A Sudanese woman charged with adultery has had her life spared and will instead spend six months behind bars after she admitted to kissing a man.
The 20-year-old was initially sentenced to death by stoning, sparking an international outcry.
She was arrested by police after her cousin killed her boyfriend.
The African Centre for Justice and Peace Studies (ACJPS) described the initial penalty as a “grave violation of international law”.
The divorcee was sentenced to death after she was found guilty of adultery by a court in the city of Kosti, in Sudan’s White Nile state.
Following international condemnation, the White Nile state court retried the case. Ultimately, the presiding judge changed the charge from “adultery” to an “obscene act” which meant she would instead serve prison time for her actions.

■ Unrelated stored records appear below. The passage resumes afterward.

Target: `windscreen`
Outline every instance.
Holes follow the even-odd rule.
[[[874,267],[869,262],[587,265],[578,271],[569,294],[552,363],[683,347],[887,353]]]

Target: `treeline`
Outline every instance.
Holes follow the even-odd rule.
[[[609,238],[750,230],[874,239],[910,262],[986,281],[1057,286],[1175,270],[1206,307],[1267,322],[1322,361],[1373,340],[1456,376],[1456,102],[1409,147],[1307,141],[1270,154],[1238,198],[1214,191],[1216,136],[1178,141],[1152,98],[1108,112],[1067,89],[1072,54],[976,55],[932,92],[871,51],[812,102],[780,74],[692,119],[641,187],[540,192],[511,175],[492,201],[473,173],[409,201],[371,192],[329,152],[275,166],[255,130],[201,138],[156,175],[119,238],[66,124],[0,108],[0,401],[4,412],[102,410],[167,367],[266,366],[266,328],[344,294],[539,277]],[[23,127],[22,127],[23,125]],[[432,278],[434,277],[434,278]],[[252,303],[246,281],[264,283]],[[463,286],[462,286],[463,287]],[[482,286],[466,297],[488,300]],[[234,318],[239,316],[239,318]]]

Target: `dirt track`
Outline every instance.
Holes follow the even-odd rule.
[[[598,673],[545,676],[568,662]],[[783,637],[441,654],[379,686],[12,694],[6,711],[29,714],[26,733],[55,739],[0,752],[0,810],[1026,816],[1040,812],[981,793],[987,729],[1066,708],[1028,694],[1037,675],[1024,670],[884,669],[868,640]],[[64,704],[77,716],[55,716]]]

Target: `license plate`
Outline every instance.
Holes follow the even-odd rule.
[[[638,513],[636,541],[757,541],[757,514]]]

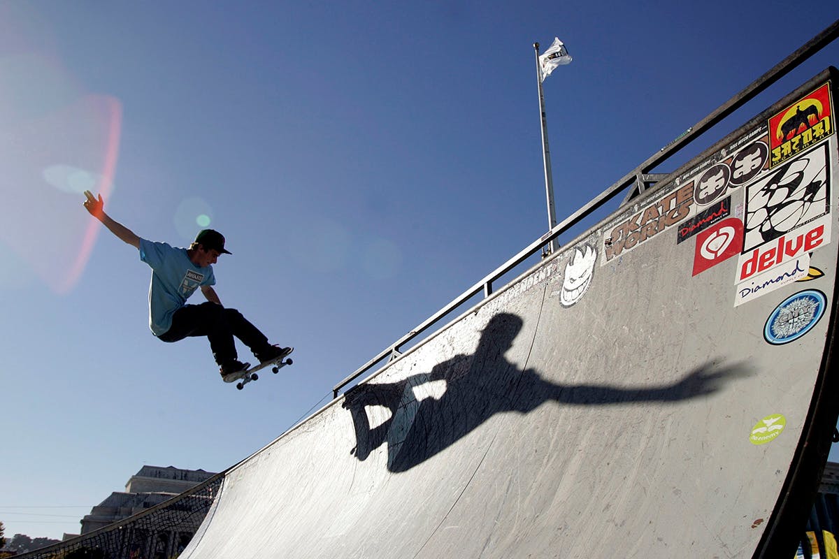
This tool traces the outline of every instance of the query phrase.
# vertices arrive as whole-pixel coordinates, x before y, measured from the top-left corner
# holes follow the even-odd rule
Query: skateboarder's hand
[[[83,204],[85,210],[97,220],[102,219],[102,214],[105,213],[105,200],[102,199],[102,195],[99,194],[99,199],[97,199],[93,197],[90,190],[85,190],[85,196],[87,198]]]

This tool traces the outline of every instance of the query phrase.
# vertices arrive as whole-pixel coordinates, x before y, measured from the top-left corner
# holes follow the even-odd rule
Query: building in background
[[[94,506],[91,513],[81,519],[81,534],[88,534],[159,505],[214,475],[216,474],[202,469],[143,466],[128,479],[124,492],[112,493],[111,496]],[[68,536],[65,535],[65,539]]]

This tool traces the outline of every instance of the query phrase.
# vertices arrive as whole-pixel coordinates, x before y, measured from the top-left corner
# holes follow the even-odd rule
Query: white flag
[[[542,81],[545,81],[545,79],[550,75],[555,68],[571,61],[571,55],[568,54],[565,45],[563,44],[559,37],[555,37],[554,44],[539,57],[539,65],[542,69]]]

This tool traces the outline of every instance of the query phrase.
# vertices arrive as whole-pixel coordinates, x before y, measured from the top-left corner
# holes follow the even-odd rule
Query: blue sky
[[[545,233],[534,41],[574,57],[545,84],[561,220],[837,17],[826,0],[0,3],[7,536],[78,531],[143,464],[234,464]],[[834,44],[657,170],[837,64]],[[221,301],[294,365],[238,392],[205,339],[155,339],[149,268],[91,226],[86,189],[145,238],[221,230]]]

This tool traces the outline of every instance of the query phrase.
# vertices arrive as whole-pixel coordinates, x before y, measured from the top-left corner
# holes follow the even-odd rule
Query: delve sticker
[[[766,444],[778,438],[778,436],[786,427],[786,417],[779,413],[766,416],[758,424],[752,427],[752,434],[748,437],[752,444]]]
[[[816,326],[825,313],[827,299],[818,289],[800,291],[775,308],[763,327],[763,338],[780,345],[798,339]]]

She confessed in court to being with a man and admitted that the pair had kissed.
Her lawyer, Intisar Abdullah, said the judge “didn’t have many options but to convict her”.
“The thing is she confessed at the court that she was with a man, she is very young and she doesn’t know the complications of the case,” the lawyer told the BBC.
The woman had been free on bail but has now gone to prison to start her sentence.
The ACJPS said she was not allowed a lawyer in the initial case, and procedural errors led to the stoning sentence being overturned.
Sudan still imposes the death penalty for some hudud crimes – offences specified by Allah in the Quran, including theft and adultery. In Sudanese law they carry penalties such as flogging, the amputation of hands and feet, hanging and stoning.
The majority of stoning sentences in Sudan – laid predominantly against women – have been overturned at the High Court.
Previously, a government minister described the sentence as a “joke” but admitted that no government minister could intervene.
Sudan has been run by a military junta since a coup in 2021.